A foreign exchange "collar" would serve as lower premium optional hedge. A collar consists of buying a put and selling a call at different strikes. Consider the seller of USD (foreign currency) against EUR (home currency). The seller would like to buy a put, or right to sell the USD at a preset price. The put strike is 0.82 EUR/USD. In order to reduce the cost of the put (right to sell the foreign currency), he/she sells a call to the bank (an option to buy a foreign currency at a preset exchange rate set to 0.90 EUR/USD). The sale generates revenue reducing his/her cost.

Below 0.82, the protection of the put applies. However, above 0.90, the buyer of the call buys the dollars at 0.90€/\$ even though they are worth more. The seller of the call cannot sell USD at more than 0.90 EUR/USD since he has contracted to sell at this exchange rate with the buyer of the call. The combined two options make up a collar providing a downside protection and a limited upside gain.

# HEDGING A CORPORATE LONG EXPOSURE IN FOREIGN CURRENCY (CASE STUDY)

The usage of hedging instruments for corporations is straightforward. An exporter expects a cash inflow of 1 million USD in six months. The exporter has a long position in the USD. The exporter fears a decline of the USD versus the Euro. The current spot exchange rate is 0.80 EUR/USD. Various choices are open for hedging this long exposure against a depreciation of the USD in terms of Euro.

• Doing nothing.

• Selling forward USD at the current forward rate, assumed to be 0.81 EUR/USD.

• Buying a put option: The option provides the right to sell USD against Euros, with a premium of 0.02 EUR/USD, with strike 0.82 EUR/USD.

The put option allows taking advantage of the upside of the USD whereas the forward contract is an obligation to sell forthcoming USD at the forward exchange rate. Payoff graphs are very convenient for comparing the three solutions. The spot (unknown exchange rate) at the time of the USD inflow is along the x-axis. The payoff is in EUR/USD on the vertical axis. (See Figure 8.3.)

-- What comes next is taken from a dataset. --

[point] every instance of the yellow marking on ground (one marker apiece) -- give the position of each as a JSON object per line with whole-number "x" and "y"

Doing nothing means that the exporter will use the prevailing exchange rate, whatever it is. The payoff is the first diagonal, where the future exchange rate is equal to the prevailing spot rate at the future date. The forward contract payoff is a horizontal line with a constant payoff

FIGURE 8.3 Comparing foreign exchange hedges

of 0.81. The put option payoff is a kinked line. When the USD hits the strike 0.82, the payoff is the strike minus the premium paid, or 0.82 - 0.02 — 0.80 EUR/USD. When the exchange rate becomes higher than the strike, the option is out-of-the-money and the exchange rate is the spot exchange rate minus the premium paid upfront 0.02. The payoff is shown as a straight line parallel to the first diagonal but lower by 0.02.

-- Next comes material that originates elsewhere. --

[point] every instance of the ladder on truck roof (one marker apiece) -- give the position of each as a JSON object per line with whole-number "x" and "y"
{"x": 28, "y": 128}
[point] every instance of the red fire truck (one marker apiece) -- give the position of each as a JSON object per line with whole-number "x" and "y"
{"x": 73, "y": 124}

As usual, one can consider both break-even values, such that no hedging is equivalent to hedging, and compare those with expectations. If expectations are such that a decline of the value of USD is likely, the best hedge is the one with the higher break-even point, which is the forward contract. No hedge at all is best when expectations are that the USD appreciates. Under a myopic view of the market, with no consensus at all on the direction, most corporations would opt for the forward because they know, at least, how to set up their budgets.

# THE FOREIGN EXCHANGE MARKET AND RATES

Foreign exchange rates fluctuate according to some macroeconomic drivers and expectations. The excess/deficit of the exports/imports of one country influence foreign exchange rates because trade unbalances generate symmetric unbalances between purchases and sales of the currency. Interest rate differentials between countries also influence foreign exchange because they make investing in one country relatively more or less attractive. Expectations about prospective exchange rates also drive the rates. An expected depreciation of a currency is an incentive to sell it before it depreciates, and, conversely, an expected appreciation is an incentive to purchase the currency at a cheaper rate today. In both cases, expectations tend to be confirmed by the actions they trigger (self-fulfilling prophecy).